Cette nouvelle version de Tusk atteint donc bien son objectif de divertissement tout public, remplie comme une malle de péripéties créant joie et effroi, empathie envers les bons et colère envers les méchants (carnavalesques le plus souvent), dans une volonté de ne jamais vouloir corrompre les archétypes du genre. La seconde facette que dissimule le film de Jodorowsky se loge peut-être paradoxalement dans ce respect des règles, le cinéaste faisant de son récit pour enfants une ode à l’insoumission à partir des stéréotypes du récit d’aventures exotiques. De ce point de vue, le duo Elise-Tusk est bien entendu capital. L’enjeu du film se trouve bel et bien dans l’ambition de donner leur liberté pleine et entière à ces deux personnages indissociables, en le libérant de tous ses carcans et des enclos auxquels sa condition animale le condamne pour Tusk, en l’émancipant des devoirs que lui confèrent tout à la fois l’étiquette aristocratique et sa féminité dans une classe sociale patriarcale en ce qui concerne Elise. Tusk se révèle peu à peu un film de combat libertaire, prônant l’explosion des contraintes, pointant un doigt accusateur sur tout ce qui pourrait freiner la bonne marche des volontés de tout ce qui vit, humains comme animaux. Pourquoi un éléphant blanc, exceptionnel, devrait-il ne pas vivre pleinement dans sa condition d’animal sauvage ? devrait-il être oppressé, enfermé, exhibé, braconné pour ce qu’il est ? Pourquoi Elise, qui a le frais minois et la blondeur angélique de Cyrielle Clair, ne pourrait-elle prétendre à être indienne ? à être libre de gouverner sa vie contre l’avis de la société qui l’entoure, de son père pourtant bienveillant (interprété par Anton Diffring) ou de ce viril chasseur dont elle tombe amoureux (il a la beauté de Christopher Mitchum, fils de) et qu’elle convaincra de préserver puis de sauver son ami sauvage des griffes de malfaisants ?

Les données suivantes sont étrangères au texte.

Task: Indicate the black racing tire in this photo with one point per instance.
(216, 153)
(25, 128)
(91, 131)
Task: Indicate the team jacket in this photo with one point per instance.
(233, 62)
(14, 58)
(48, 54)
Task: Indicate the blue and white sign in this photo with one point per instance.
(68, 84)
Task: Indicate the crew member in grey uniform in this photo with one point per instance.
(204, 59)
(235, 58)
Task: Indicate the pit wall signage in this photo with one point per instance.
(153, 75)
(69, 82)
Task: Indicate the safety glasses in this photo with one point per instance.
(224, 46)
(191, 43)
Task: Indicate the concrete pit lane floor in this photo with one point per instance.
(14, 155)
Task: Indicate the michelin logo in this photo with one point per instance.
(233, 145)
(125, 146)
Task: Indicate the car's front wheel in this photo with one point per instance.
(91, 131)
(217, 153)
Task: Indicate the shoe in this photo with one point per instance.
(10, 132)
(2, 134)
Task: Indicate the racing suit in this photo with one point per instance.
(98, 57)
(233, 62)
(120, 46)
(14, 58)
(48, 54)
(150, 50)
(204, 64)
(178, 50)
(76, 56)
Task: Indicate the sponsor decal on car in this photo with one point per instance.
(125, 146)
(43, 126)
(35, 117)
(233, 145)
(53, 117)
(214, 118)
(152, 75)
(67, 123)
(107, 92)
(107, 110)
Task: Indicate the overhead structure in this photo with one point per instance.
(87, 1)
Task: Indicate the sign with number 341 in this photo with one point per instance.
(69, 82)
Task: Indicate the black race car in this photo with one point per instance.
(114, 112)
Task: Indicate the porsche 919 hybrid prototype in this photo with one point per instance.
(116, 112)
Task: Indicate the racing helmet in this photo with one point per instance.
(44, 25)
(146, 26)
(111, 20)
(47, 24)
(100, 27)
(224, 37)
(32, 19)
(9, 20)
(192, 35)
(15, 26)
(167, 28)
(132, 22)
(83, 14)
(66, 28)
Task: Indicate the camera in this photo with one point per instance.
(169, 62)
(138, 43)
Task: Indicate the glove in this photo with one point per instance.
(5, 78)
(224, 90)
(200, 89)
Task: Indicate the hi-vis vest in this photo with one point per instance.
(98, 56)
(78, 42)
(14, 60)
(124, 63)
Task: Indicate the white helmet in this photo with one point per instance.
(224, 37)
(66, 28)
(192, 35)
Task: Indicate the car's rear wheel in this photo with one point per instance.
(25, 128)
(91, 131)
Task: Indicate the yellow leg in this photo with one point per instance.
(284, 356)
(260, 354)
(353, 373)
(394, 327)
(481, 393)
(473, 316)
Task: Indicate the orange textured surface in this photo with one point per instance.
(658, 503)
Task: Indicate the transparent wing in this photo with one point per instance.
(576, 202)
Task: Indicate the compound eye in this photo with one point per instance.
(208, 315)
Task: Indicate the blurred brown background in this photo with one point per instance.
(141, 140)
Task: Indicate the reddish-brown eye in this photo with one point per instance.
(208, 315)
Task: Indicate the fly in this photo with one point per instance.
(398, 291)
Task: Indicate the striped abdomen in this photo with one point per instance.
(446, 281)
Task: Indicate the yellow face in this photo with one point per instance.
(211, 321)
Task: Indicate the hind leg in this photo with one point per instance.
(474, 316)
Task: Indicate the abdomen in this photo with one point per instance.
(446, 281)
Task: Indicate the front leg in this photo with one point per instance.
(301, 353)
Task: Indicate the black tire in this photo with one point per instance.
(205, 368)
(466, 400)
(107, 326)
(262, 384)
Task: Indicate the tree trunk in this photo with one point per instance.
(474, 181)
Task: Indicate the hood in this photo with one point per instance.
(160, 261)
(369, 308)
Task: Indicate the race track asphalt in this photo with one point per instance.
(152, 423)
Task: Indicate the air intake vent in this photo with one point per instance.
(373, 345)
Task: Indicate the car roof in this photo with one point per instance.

Et Alejandro Jodorowsky de faire de la force libertaire de ce director’s cut une sorte de portrait en creux de lui-même, ayant lutté des décennies pour récupérer son film enfermé dans les coffres de producteurs hostiles pour mieux obtenir, à plus de quatre-vingt-dix ans, sa liberté artistique et celle de cet objet filmique charmant, par moments un peu bancal mais ayant la force de la vision primitive de son auteur mise aux oubliettes pendant plus de quarante ans. Si la blonde Elise est l’avatar du cinéaste, Tusk est celui du film lui-même, qui a la très bonne idée de porter le même nom que lui. Au-delà du trépidant récit d’aventures qu’il raconte, Tusk touche au cœur du fait de la sortie tardive de son injuste captivité, et ceci du vivant du très émouvant Alejandro Jodorowsky.